I had previously asked Dana what she would say to her rejecters if we lived in a consequence-free world. She told me she’d be polite, and thank them for taking the time to look through her images. I pressed her- “Really? No part of you would want to tell them off?” She held her ground and explained.
It’s easy to fall prey to that initial reaction of indignant anger we feel when someone doesn’t like the work we’ve done. “But never burn bridges,” she warned me. “If I had burned mine, you would have no idea that my book even exists.”
And the reason? The same publication that repeatedly rejected Dana’s photos wound up being the publication that loved her book.
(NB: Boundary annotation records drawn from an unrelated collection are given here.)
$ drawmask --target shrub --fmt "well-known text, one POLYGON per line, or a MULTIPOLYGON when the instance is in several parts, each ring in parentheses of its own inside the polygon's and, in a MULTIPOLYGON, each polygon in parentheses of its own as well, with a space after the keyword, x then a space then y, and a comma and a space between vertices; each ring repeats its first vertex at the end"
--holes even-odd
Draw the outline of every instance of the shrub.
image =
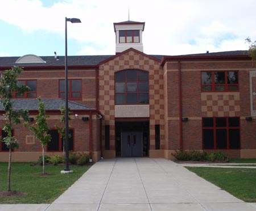
POLYGON ((69 156, 69 162, 71 164, 77 164, 80 157, 80 155, 77 153, 70 153, 69 156))
POLYGON ((48 161, 55 166, 58 163, 64 163, 64 159, 63 157, 56 155, 51 157, 48 159, 48 161))
MULTIPOLYGON (((48 159, 49 158, 49 156, 44 155, 44 163, 48 163, 49 161, 48 159)), ((40 156, 38 161, 38 164, 39 166, 43 166, 43 156, 40 156)))
POLYGON ((187 151, 177 151, 175 153, 172 153, 179 161, 190 161, 191 159, 191 154, 187 151))
POLYGON ((179 161, 228 161, 228 157, 221 151, 216 151, 210 154, 206 151, 199 150, 192 151, 177 151, 172 153, 179 161))
POLYGON ((209 161, 228 161, 228 157, 221 151, 214 151, 207 155, 209 161))
POLYGON ((207 153, 199 150, 193 150, 190 151, 191 161, 207 161, 207 153))
POLYGON ((84 165, 88 162, 90 159, 90 155, 85 153, 80 153, 80 157, 77 160, 79 165, 84 165))

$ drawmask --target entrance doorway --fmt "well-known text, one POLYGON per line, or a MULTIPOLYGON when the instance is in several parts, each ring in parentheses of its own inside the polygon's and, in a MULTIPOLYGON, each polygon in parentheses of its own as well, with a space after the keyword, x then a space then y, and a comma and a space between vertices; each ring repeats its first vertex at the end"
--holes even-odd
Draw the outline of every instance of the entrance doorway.
POLYGON ((121 154, 122 157, 142 156, 142 132, 121 132, 121 154))
POLYGON ((115 128, 117 156, 148 155, 149 121, 116 121, 115 128))

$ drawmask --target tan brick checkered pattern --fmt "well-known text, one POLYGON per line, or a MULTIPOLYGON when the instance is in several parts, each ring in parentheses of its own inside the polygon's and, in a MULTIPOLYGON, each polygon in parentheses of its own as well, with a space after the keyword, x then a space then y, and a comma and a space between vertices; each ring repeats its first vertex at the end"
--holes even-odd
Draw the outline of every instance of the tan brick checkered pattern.
POLYGON ((100 66, 99 107, 104 115, 103 125, 110 125, 110 149, 114 150, 115 145, 114 73, 129 69, 142 70, 149 73, 150 149, 155 149, 155 124, 159 124, 161 149, 163 149, 164 85, 163 73, 160 72, 163 70, 160 70, 158 61, 133 50, 121 53, 100 66))
POLYGON ((203 117, 240 116, 240 93, 201 93, 203 117))

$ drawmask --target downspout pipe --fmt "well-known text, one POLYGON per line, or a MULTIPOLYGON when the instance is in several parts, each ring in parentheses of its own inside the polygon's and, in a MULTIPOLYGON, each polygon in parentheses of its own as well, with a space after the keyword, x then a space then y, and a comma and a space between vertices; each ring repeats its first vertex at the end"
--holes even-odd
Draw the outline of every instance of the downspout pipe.
POLYGON ((90 129, 90 137, 89 140, 89 150, 90 158, 92 159, 92 111, 90 112, 90 118, 89 121, 89 127, 90 129))
POLYGON ((95 88, 96 88, 96 102, 95 102, 95 107, 96 107, 96 109, 98 111, 98 86, 99 86, 99 71, 98 67, 97 67, 96 69, 96 73, 95 75, 95 88))
POLYGON ((183 137, 182 135, 182 90, 181 90, 181 65, 178 60, 179 80, 179 128, 180 133, 180 150, 183 150, 183 137))

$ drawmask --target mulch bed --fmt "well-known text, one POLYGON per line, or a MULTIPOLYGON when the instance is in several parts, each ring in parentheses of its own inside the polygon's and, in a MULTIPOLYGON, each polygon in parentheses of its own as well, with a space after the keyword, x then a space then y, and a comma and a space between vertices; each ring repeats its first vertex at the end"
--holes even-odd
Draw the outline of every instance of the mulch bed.
POLYGON ((0 191, 0 197, 13 197, 26 195, 27 193, 24 192, 11 191, 0 191))
POLYGON ((175 163, 229 163, 227 161, 175 161, 175 163))

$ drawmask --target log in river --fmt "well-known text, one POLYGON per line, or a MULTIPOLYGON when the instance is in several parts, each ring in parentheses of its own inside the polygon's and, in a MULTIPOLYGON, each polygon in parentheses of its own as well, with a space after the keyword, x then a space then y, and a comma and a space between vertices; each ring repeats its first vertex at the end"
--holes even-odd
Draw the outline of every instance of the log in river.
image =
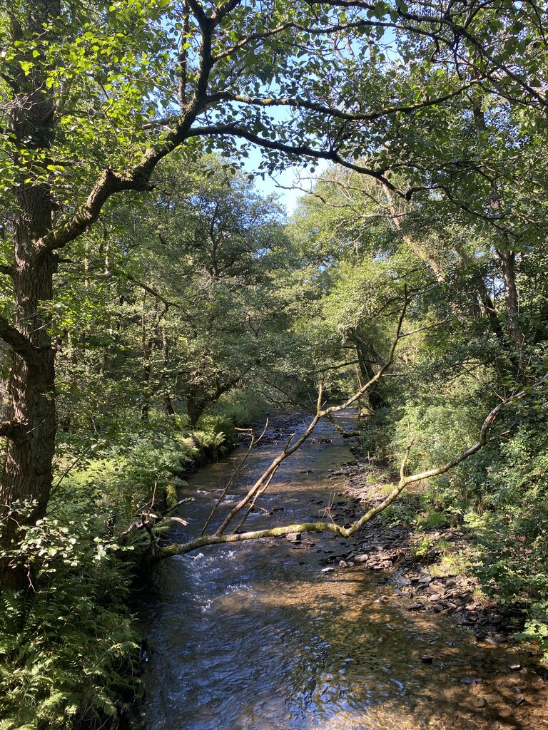
MULTIPOLYGON (((339 418, 352 426, 351 415, 339 418)), ((267 435, 219 515, 287 438, 286 430, 267 435)), ((326 517, 344 499, 344 477, 334 472, 352 458, 350 446, 320 423, 246 529, 326 517)), ((199 533, 241 457, 237 450, 190 479, 196 499, 181 512, 190 523, 175 539, 199 533)), ((481 645, 449 617, 410 611, 394 571, 325 570, 327 556, 351 547, 332 534, 303 535, 164 561, 140 606, 151 648, 148 730, 548 727, 547 684, 526 648, 481 645)))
When Dana reached out to them about it, they immediately got back in touch. “Dana- this looks amazing,” they wrote. “We’d love to run it on the site- perhaps as an interview with you.”
As aspiring photographers and students, many of you will encounter similar bouts of rejection and dismissal. The creative energy and inspired dynamism with which you choose to handle it, however, is entirely up to you. But we hope you heed Dana’s advice.
“I used to think rejection letters were like little symbols of failure on my part,” she shared. “But I know better now, and I don’t care as much about them anymore. My work comes from a very personal place, and it means a lot to me. No tacky email could ever change that, or ever make me want to stop trying.”